Tuesday, January 4, 2011

ARMAN 22 Septembre 2010- 10 Janvier 2011 Centre Pompidou, Paris. By craniv boyd.

ARMAN 22 Septembre 2010- 10 Janvier 2011 Centre Pompidou, Paris. By craniv boyd.


It is great to see a retrospective of France's competitor and contemporary to Robert Rauschenberg, Arman, master of art informel. Arman is the real deal and seeing his artistic trajectory and development over the course of 7 large halls at the Pompidou is a treat. It gives an alternative view to the story of modernism. Today there is a connection between the art of post war 1960's Paris and New York and lets say the art that came after it, the art of 1980's New York or art of 1990's London. 


Arman started painting. Painting in a way that was formalistic and in-debited to Jackson Pollock, the American who broke the game wide open by hitting the ball out of the part with autumn rhythm. What Arman was doing in the late fifties and early sixties was however cerebral, it became a method of pattern making and the same process that produced Arman's paintings of the time was recorded for relative posterity on a 16mm film, were are Arman is drawing in the wet sand on a beach in France. A naked young Blond woman also appears mysteriously and relatively in a non-secquetor style in the film on display along side with these early paintings. Another film collaboration with an experimental film director Jacques Brissot, juxtaposes all over black and white non-objective painting with Aerial photography of bombed out European cities. The rapid jump cuts blur the lines between random violence of warfare and destruction and random yet structured creativity of non-objective painting. The fact the both things, bombed out cities and black and white "all over" painting end up looking the same, begs us to ask the question, is the human organism really capable of creating something that is truly non representational. Or is post war art a reaction and depiction of the unprecedented trauma and wide scale destruction caused by world war two? 


While Yves Kline was still living Arman and he would collaborate and associate together. Arman used the paint international Yves Kline Blue in some of his works at the time. Then he got really interesting, taking a kind of hiatus from painting and depicting and representing the modern moment through the refuse of the cities. In a brilliant promotional act Arman rode around in a dumpster in the streets of Paris collecting trash in a suit. Dressed in the costume of the 1960's everyman, he took the trash, became the grandfather of dumpster diving as we know it today, developed an advanced proto relational aesthetics practice, and challenged the status quo. Arman then went on to work in depth with informal art, focusing his collection of trash into portraits of individuals, Specific street corners on a particular day, and cities. People and places became identifiable and recognizable by the objects they discarded.
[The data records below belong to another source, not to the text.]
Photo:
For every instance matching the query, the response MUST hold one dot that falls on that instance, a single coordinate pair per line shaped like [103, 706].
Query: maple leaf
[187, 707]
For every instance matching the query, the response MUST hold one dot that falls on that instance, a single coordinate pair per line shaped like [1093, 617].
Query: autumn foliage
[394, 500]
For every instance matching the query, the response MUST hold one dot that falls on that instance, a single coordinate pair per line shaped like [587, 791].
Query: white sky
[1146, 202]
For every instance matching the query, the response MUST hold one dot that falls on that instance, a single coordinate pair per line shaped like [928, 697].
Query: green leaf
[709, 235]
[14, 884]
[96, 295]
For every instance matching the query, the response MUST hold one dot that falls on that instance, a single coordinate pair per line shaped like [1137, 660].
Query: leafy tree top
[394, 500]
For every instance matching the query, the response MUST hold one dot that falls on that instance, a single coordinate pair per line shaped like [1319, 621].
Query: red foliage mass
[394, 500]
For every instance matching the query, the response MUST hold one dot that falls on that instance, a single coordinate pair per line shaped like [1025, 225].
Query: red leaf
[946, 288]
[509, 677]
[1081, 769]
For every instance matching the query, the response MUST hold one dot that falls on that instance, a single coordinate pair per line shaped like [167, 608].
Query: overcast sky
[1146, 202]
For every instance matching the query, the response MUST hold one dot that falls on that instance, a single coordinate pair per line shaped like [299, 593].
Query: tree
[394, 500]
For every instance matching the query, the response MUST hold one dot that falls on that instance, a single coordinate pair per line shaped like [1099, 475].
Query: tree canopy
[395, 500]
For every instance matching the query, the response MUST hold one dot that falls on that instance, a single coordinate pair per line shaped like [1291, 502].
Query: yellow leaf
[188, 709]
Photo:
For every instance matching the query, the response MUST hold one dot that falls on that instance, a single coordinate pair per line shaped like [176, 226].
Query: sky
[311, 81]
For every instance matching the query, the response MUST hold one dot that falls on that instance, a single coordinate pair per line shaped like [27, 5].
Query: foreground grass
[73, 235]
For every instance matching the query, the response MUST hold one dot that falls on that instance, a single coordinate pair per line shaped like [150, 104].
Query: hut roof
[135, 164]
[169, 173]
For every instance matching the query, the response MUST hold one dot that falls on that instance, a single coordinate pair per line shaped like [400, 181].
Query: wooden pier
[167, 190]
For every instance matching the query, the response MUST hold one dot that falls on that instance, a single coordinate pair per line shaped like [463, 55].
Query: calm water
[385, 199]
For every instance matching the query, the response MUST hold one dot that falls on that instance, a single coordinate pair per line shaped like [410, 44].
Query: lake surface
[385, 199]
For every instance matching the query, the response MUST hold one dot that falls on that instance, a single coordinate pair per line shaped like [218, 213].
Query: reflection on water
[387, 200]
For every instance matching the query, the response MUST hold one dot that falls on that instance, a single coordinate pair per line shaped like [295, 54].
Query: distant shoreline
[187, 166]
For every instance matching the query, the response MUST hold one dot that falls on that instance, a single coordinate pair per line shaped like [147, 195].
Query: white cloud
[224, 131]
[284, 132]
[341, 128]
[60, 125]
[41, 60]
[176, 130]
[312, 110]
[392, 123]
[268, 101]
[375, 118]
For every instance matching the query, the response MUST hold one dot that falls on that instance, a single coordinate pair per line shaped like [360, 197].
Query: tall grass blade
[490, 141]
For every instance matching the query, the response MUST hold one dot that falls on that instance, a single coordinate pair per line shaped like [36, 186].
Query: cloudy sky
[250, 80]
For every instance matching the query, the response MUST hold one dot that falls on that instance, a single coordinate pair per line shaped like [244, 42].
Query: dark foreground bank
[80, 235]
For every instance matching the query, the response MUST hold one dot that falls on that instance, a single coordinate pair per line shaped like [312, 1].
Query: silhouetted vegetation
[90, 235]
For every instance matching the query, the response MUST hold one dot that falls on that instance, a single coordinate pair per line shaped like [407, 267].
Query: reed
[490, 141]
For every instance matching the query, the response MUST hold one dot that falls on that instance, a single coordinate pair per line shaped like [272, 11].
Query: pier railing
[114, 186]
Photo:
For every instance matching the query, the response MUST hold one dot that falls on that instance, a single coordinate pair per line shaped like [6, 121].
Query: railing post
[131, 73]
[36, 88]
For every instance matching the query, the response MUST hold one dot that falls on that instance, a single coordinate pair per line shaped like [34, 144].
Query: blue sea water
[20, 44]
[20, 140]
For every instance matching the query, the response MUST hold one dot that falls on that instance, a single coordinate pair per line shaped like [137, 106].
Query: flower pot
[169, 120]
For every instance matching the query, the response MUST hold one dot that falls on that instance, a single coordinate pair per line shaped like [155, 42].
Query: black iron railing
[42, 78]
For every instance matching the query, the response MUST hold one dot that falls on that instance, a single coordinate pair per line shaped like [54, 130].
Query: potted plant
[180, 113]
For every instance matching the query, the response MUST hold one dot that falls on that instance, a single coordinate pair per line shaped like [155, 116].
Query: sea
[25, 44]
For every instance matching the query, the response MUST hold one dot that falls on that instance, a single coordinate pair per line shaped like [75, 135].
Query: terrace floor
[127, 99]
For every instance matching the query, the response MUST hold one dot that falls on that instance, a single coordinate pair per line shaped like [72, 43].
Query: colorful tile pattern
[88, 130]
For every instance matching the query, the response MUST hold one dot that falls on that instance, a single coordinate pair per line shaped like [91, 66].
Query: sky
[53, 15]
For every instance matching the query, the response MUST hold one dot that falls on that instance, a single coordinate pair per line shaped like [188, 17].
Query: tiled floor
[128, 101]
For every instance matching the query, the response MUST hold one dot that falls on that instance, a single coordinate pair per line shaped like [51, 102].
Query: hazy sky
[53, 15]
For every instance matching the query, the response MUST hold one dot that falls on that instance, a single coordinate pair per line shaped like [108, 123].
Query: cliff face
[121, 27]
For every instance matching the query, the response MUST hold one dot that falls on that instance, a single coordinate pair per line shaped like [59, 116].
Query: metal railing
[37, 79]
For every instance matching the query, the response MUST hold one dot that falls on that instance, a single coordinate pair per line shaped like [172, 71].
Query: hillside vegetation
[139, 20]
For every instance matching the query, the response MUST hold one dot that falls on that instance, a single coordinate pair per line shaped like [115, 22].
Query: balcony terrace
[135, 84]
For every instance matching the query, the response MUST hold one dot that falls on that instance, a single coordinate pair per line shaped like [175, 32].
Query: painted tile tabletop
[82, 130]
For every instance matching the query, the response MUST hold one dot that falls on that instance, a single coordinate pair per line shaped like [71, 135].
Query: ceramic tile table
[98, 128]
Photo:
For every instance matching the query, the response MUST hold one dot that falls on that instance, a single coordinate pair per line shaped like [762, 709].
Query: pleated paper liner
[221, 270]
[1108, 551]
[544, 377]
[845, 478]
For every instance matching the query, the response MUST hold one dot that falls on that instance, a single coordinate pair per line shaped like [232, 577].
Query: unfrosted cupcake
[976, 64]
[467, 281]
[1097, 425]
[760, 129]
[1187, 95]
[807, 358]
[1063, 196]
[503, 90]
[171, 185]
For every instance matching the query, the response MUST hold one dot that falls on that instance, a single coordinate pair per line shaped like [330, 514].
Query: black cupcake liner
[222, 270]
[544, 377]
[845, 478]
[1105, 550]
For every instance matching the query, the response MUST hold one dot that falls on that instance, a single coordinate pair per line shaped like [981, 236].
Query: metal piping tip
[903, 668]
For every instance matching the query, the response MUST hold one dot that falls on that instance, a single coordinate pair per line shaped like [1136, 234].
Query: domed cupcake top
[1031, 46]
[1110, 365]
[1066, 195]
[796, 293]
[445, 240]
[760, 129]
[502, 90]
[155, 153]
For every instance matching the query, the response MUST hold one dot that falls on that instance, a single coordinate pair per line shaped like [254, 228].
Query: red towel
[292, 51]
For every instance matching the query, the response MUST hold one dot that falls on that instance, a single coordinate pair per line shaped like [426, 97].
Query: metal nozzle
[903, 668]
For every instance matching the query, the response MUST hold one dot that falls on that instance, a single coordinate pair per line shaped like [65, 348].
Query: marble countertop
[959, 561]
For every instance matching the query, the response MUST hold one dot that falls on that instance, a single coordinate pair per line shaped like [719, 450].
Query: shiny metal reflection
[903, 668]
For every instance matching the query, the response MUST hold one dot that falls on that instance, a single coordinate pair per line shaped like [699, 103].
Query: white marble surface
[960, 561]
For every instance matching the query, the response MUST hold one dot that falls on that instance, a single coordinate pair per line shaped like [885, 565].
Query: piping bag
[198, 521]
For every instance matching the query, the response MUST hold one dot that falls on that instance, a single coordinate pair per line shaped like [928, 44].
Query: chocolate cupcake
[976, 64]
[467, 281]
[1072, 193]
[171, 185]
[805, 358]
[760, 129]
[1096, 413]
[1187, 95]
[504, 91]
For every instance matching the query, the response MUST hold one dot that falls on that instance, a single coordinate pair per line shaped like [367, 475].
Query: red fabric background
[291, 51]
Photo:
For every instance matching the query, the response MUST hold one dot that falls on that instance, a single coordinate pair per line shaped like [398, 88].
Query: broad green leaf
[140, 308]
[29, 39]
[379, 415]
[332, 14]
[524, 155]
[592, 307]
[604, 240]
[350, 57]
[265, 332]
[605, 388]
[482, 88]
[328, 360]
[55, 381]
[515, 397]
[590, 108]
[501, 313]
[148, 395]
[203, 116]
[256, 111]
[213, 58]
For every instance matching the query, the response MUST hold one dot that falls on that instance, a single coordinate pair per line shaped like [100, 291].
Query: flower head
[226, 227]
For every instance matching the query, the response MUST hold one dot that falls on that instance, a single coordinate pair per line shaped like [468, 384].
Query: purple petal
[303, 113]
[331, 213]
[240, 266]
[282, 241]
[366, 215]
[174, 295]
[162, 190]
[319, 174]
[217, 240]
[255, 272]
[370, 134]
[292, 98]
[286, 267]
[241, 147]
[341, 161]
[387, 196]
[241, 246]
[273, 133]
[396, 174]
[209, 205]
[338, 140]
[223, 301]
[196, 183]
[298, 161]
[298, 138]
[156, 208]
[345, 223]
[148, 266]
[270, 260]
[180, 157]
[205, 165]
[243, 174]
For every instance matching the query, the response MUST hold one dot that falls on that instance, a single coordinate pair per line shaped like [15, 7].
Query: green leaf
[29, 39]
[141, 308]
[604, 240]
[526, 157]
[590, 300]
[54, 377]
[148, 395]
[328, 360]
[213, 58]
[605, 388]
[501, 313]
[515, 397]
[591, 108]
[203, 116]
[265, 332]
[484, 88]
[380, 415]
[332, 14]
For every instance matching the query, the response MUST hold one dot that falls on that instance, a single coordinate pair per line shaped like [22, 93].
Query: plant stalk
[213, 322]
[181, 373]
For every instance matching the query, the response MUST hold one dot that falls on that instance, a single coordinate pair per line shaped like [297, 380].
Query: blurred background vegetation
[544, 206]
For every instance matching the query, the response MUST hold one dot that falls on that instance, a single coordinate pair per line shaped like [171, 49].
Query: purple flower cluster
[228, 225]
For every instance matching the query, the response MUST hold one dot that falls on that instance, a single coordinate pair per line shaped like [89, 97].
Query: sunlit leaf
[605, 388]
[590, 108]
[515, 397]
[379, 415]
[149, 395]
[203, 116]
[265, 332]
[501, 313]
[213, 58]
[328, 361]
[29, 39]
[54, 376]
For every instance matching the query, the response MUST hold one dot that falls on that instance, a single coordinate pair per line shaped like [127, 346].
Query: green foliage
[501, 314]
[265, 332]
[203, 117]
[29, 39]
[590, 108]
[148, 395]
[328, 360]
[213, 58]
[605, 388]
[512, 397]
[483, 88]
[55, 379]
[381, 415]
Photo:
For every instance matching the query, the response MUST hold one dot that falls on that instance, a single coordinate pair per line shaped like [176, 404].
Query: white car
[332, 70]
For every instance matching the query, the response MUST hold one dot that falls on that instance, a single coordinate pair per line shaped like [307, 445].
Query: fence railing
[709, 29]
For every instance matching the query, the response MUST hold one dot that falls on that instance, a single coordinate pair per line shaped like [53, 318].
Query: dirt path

Seeing these works now of the things 1960's Parisians threw away then, mostly things that would still be considered trash today for example an empty cardboard box of feminine hygiene products, one gets a picture of sameness. Yes, trash objects them selves remain trash objects today, disposable packaging, but the look of the packaging and the ephemera has changed drastically. 


What is so important about Arman and many artists is that his artwork is and was ahead of his time, his trash works were a critique of capitalism and consumerism not a mere celebration of it, he places used and discarded objects in vitrine to ask the question why and what happens if we continue like this? There is not the same kind of reverence for consumerism that is present in Jeff Koons work of the New and Pre New, where Hoover vacuum cleaners are encased in plexi-glass and lit with neon. There is not the same totem worship in Arman's work with Damien Hirst lexicon like medicine cabinets from the impossible pharmacy. Arman does not seem to think that this plethora of consumerism is healthy for mankind nor the Planet. His art and moral and political leanings make him a pre green party environmentalist. By craniv boyd.